5. Monitor working of the cadaver organ
transplantation program,
10. Advisory committee shall be headed by the Secretary, Health or
his nominee as Chairman and the committee shall consist of:
1. Secretary, Health or his nominee-Chairman
2. Convenor, Cadaver Organ Transplant Program,
Tamil Nadu (i.e Transplant Co-ordinator,
Government General Hospital, Chennai.)
3. Director of Medical Education or preventative
4. Director of Medical and Rural Health Services or representative
5. Transplant team member, Government Stanley Hospital, Chennai
6. Transplant team member, Kilpauk Medical College Hospital,
Chennai.
7. Transplant team member, Government General Hospital. Chennai.
8. One senior police officer of DIG rank or above as nominated by the
Director General of Police, Chennai.
9. Member from MOHAN Foundation, Chennai.
10. Member from National Network for Organ Sharing, (NNOS)
Chennai.
11. One transplant team member from three different hospitals that
currently have largest cadaver donation experience.

V. RESPONSIBILITIES OF TRANSPLANT CENTRE HOSPITALS
G.O.No.288 dated 05.09.2008

Transplant surgery records for a minimum period of ten years.

Availability of a counseling department with trained personnel. Assist in pre- and post-operative counseling.
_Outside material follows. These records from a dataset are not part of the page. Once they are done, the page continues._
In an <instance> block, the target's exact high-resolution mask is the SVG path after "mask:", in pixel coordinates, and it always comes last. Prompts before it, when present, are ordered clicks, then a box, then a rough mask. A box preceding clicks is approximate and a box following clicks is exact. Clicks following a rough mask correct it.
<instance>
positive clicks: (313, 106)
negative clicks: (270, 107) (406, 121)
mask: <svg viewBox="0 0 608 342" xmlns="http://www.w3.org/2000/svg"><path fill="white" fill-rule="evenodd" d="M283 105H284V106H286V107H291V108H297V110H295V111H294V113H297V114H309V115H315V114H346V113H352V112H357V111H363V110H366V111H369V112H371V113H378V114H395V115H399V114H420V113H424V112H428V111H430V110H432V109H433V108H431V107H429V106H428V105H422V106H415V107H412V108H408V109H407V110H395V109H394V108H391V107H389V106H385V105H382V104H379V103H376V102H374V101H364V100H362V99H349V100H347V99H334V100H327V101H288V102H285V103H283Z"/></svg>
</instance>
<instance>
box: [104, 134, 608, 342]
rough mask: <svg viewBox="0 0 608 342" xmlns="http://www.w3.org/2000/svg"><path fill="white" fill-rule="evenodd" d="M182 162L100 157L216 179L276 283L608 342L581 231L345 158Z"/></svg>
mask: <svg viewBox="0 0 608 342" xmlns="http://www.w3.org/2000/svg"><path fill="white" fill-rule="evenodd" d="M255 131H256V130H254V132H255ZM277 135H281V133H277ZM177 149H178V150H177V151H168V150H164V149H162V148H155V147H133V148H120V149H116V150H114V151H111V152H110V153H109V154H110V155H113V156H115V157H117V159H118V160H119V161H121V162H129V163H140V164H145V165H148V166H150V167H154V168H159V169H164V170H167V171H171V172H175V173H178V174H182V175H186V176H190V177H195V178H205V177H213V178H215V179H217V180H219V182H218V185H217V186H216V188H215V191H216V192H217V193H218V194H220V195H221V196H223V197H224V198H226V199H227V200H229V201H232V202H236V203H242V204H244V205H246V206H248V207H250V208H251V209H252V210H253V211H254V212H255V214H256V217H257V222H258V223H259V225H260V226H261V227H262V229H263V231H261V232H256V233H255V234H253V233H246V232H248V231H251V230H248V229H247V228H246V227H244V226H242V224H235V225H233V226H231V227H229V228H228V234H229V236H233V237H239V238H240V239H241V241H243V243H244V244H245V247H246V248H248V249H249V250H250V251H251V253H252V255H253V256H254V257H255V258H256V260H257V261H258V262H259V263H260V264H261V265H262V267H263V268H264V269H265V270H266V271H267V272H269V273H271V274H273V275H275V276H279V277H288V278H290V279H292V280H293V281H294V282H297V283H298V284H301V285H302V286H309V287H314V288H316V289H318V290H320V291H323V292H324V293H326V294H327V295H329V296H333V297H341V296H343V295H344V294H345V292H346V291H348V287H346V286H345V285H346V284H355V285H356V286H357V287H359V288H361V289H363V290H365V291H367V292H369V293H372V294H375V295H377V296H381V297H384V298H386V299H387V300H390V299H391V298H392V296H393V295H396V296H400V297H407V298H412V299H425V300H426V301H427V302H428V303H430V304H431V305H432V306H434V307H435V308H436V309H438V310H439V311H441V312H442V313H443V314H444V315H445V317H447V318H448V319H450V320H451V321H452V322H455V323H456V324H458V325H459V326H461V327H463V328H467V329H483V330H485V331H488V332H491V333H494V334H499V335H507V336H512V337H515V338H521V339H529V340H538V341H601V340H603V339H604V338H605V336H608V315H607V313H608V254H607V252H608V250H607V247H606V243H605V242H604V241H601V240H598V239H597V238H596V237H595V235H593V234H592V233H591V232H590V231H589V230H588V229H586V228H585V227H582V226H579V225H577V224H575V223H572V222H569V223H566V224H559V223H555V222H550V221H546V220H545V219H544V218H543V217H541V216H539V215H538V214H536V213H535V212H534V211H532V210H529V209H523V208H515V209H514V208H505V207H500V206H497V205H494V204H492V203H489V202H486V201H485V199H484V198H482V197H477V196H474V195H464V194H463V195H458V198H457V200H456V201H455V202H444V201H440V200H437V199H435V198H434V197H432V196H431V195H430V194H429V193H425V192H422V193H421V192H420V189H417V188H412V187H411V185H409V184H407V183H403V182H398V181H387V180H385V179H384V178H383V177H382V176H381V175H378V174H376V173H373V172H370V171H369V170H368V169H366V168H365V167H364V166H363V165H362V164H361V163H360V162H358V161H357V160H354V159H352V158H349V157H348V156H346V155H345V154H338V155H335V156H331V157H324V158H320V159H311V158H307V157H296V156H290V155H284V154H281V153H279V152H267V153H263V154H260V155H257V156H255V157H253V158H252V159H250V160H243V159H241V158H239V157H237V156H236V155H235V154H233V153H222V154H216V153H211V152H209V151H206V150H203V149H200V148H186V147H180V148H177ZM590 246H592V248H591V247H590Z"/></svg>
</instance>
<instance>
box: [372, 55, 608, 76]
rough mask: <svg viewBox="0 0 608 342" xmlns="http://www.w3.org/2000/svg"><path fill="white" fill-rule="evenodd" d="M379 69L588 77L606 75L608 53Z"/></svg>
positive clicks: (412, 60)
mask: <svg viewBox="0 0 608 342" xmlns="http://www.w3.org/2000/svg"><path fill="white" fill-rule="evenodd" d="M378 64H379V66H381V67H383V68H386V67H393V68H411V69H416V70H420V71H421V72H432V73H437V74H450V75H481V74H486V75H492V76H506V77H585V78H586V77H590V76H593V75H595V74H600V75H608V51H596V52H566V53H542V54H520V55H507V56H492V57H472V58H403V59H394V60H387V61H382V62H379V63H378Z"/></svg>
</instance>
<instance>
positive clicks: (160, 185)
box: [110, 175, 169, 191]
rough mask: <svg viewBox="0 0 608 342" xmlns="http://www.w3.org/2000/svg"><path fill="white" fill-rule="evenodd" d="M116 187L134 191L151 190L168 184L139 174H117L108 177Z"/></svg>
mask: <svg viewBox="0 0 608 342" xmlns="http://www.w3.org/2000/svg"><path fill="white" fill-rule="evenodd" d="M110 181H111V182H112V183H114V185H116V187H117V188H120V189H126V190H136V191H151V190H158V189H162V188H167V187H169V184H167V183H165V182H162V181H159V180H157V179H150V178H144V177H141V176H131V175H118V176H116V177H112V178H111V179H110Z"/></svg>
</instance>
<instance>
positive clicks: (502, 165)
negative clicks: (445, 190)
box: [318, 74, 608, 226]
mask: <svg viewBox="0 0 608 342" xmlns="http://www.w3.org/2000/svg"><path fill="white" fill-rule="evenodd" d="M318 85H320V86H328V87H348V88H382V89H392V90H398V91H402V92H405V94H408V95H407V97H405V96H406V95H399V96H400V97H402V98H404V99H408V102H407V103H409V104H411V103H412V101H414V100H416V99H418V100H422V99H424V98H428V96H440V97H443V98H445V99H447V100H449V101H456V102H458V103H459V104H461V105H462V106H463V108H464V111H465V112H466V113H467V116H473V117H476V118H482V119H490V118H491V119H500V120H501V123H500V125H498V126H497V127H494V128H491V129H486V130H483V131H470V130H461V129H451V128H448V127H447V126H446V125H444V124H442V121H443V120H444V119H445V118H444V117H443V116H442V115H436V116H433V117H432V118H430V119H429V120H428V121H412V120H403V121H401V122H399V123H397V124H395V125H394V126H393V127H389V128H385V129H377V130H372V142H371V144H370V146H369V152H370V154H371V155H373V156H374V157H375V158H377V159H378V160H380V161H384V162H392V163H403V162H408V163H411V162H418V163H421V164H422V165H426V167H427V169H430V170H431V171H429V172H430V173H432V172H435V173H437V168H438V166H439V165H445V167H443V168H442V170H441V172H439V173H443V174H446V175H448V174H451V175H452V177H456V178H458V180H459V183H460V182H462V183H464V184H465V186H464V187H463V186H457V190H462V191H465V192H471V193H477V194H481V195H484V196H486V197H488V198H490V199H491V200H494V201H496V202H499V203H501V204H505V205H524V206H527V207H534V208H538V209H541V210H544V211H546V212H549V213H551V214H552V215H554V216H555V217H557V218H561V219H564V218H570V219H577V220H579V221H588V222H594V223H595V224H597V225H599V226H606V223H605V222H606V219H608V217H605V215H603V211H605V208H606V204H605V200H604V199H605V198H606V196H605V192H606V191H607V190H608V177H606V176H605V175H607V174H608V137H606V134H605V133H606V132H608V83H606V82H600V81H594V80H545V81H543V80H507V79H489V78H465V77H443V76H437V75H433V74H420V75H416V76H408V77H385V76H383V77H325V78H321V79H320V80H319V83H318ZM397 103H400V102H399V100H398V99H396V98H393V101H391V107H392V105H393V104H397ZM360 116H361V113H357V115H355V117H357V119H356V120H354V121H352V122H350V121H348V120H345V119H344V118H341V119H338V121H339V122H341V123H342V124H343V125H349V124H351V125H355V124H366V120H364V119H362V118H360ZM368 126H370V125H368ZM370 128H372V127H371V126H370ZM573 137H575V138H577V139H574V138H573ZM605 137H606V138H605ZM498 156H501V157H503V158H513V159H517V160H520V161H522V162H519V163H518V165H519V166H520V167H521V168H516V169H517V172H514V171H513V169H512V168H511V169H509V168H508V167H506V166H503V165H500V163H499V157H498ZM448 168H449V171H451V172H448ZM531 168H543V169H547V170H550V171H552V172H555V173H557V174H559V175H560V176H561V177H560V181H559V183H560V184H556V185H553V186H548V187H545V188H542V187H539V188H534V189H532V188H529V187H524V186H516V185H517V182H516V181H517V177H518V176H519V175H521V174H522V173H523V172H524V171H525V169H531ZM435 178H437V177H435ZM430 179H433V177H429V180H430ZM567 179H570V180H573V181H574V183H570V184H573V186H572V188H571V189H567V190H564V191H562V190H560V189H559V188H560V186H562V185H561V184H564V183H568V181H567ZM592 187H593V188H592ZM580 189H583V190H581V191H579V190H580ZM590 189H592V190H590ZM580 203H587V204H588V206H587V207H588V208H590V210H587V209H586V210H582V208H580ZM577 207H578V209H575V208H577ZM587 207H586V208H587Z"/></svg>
Designate in-house person as Transplant coordinator.
Coordinates matters relating to organ transplant on behalf of the hospital.

Media publicity not to be sought earlier than the date of discharge of recipients.
Positive aspects of organ donation may be highlighted to promote the cause of organ donation.

Details of the recipient and ethics of the medical profession not to be compromised.

Approximate cost of a transplant surgery to be displayed on website ofhospital and the website designated for this purpose by the HealthDepartment.